Targets of muscone acid action were collected using the PubChem and SwissTargetPrediction databases. Relevant target sets of breast cancer were collected using the GeneCards database, and the intersection of the drug-disease targets was used as the potential target of muscone action in breast cancer. The STRING database was used to construct a target protein-protein interaction (PPI) network, and the data were imported into Cytoscape 3.7.1 for topological network analysis to obtain the core target genes of muscone in breast cancer. Gene Ontology (GO) functional enrichment and Kyoto Encyclopedia of Genes and Genomes (KEGG) pathway enrichment analyses were performed using the DAVID database. The correlation of core gene expression with breast cancer survival was analyzed using the online Kaplan-Meier plotter tool. Molecular docking of core target genes to muscone was performed using AutoDock Vina.
A total of 18 common targets of muscone and breast cancer were obtained through target intersection. The PPI map and topology analysis revealed that androgen receptor (AR), progesterone receptor (PGR), matrix metalloproteinase 9 (MMP9), prostaglandin-endoperoxide synthase 2 (PTGS2), heat shock protein 90 alpha family class A member 1 (HSP90AA1), mitogen-activated protein kinase 14 (MAPK14), and cytochrome P450 family 19 subfamily A member 1 (CYP19A1) might be the key targets of muscone acting on breast cancer. The GO enrichment analysis identified 60 terms, while the KEGG pathway enrichment analysis identified 7 signaling pathways, including steroid hormone biosynthesis, ovarian steroidogenesis, cancer pathways, and the tumor necrosis factor (TNF) signaling pathway. The results of survival stage analysis showed that the binding activity between muskone and key targets was better than other targets. The molecular docking results showed that muscone had the highest docking affinity for the key target gene at -7.0 kJ/moL.

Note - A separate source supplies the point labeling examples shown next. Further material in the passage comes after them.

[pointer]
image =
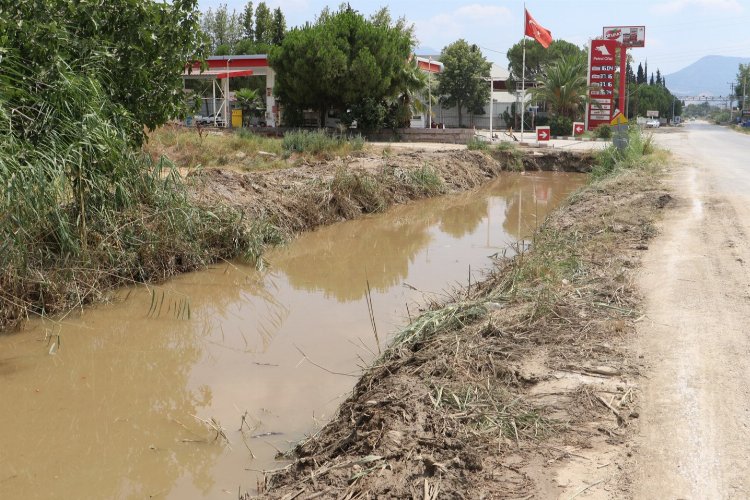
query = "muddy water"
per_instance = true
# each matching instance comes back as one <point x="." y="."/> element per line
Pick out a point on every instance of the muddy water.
<point x="112" y="402"/>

Muscone might exert anti-breast cancer effects through cancer pathways, ovarian steroidogenesis, and TNF signaling pathways and has the potential to be developed as a clinical agent.
本研究旨在运用网络药理学和分子对接技术探究麝香酮对乳腺癌的作用机制。
通过PubChem和SwissTargetPrediction数据库收集麝香酮酸作用的靶点。利用GeneCards数据库收集乳腺癌的相关靶点集,并将药物 - 疾病靶点的交集作为麝香酮在乳腺癌中作用的潜在靶点。使用STRING数据库构建靶点蛋白 - 蛋白相互作用(PPI)网络,并将数据导入Cytoscape 3.7.1进行拓扑网络分析,以获取麝香酮在乳腺癌中的核心靶点基因。使用DAVID数据库进行基因本体论(GO)功能富集和京都基因与基因组百科全书(KEGG)通路富集分析。使用在线Kaplan - Meier绘图工具分析核心基因表达与乳腺癌生存的相关性。使用AutoDock Vina对核心靶点基因与麝香酮进行分子对接。

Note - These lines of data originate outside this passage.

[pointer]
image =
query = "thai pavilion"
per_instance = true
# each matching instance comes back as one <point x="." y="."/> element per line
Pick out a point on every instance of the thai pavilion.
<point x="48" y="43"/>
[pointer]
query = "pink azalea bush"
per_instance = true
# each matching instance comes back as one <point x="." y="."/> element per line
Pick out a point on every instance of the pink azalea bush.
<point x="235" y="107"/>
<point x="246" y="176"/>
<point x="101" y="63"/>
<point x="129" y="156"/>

通过靶点交集共获得18个麝香酮与乳腺癌的共同靶点。PPI图谱和拓扑分析显示,雄激素受体(AR)、孕激素受体(PGR)、基质金属蛋白酶9(MMP9)、前列腺素 - 内过氧化物合酶2(PTGS2)、热休克蛋白90α家族A类成员1(HSP90AA1)、丝裂原活化蛋白激酶14(MAPK14)和细胞色素P450家族19亚家族A成员1(CYP19A1)可能是麝香酮作用于乳腺癌的关键靶点。GO富集分析确定了60个术语,KEGG通路富集分析确定了7条信号通路,包括类固醇激素生物合成、卵巢类固醇生成、癌症通路和肿瘤坏死因子(TNF)信号通路。生存阶段分析结果表明,麝香酮与关键靶点之间的结合活性优于其他靶点。分子对接结果显示,麝香酮对关键靶点基因的对接亲和力最高,为 -7.0 kJ/moL。
麝香酮可能通过癌症通路、卵巢类固醇生成和TNF信号通路发挥抗乳腺癌作用,具有开发为临床药物的潜力。